Escrito pelo nosso VP de Produto, Mark Hamill, este artigo analisa de forma prática a forma como a IA está a ser implementada atualmente nas organizações, explora os riscos da “IA sombra” e salienta por que razão políticas claras, formação e ferramentas aprovadas acessíveis são essenciais para proteger dados sensíveis.
Tinha três dias até o caso ir a tribunal.
Os documentos acumulavam-se - depoimentos de testemunhas, casos precedentes, notas de preparação de seis meses. Não tinhas horas suficientes. Uma colega mencionou, de passagem, que estava a usar o ChatGPT para resumir documentos longos.
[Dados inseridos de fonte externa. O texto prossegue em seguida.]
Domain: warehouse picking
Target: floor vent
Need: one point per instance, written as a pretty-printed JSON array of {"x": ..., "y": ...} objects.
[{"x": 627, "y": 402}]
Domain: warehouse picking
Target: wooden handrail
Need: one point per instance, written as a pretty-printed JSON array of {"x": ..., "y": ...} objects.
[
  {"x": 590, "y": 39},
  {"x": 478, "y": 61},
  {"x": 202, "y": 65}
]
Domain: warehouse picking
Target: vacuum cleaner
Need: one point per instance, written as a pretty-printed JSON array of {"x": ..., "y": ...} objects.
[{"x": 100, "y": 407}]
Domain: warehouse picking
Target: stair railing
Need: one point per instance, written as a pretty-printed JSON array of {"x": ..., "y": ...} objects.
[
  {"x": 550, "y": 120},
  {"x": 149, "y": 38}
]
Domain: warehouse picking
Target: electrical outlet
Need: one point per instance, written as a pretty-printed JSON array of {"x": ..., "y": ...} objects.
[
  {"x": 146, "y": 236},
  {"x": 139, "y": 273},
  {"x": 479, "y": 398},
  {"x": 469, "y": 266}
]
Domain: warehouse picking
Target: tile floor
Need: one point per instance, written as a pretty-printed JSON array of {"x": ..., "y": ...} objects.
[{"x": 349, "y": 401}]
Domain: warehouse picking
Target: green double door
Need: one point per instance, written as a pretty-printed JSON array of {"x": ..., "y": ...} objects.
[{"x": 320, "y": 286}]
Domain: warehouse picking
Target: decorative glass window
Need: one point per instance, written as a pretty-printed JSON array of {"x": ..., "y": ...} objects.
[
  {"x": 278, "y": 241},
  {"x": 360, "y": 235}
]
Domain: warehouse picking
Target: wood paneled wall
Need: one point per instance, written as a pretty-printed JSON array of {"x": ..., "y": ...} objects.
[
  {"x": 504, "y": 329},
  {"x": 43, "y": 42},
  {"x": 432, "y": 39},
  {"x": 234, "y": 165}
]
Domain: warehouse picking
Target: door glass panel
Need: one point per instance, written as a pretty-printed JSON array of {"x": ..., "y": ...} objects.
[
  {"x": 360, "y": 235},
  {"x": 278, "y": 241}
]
Parecia-lhe útil. Deduziu que, se ela o usava abertamente, devia ser bom, alguém devia ter dado o seu aval. Abriu um separador no browser, colou as notas do caso e obteve um resumo limpo em minutos. Funcionou. Por isso, repete o processo, e repete.
Não sabia que o nível gratuito do ChatGPT não inclui protecções de dados empresariais. Não sabia que o conteúdo enviado através de uma ferramenta de IA para consumidores pode, dependendo das definições, ser utilizado para melhorar o modelo. Não sabia que a sua empresa tinha uma política sobre este assunto porque ninguém lhe tinha dito que havia uma. Era um advogado com um prazo a cumprir em tribunal, fazendo o que qualquer profissional competente faz sob pressão: utilizou a melhor ferramenta disponível e fez o trabalho.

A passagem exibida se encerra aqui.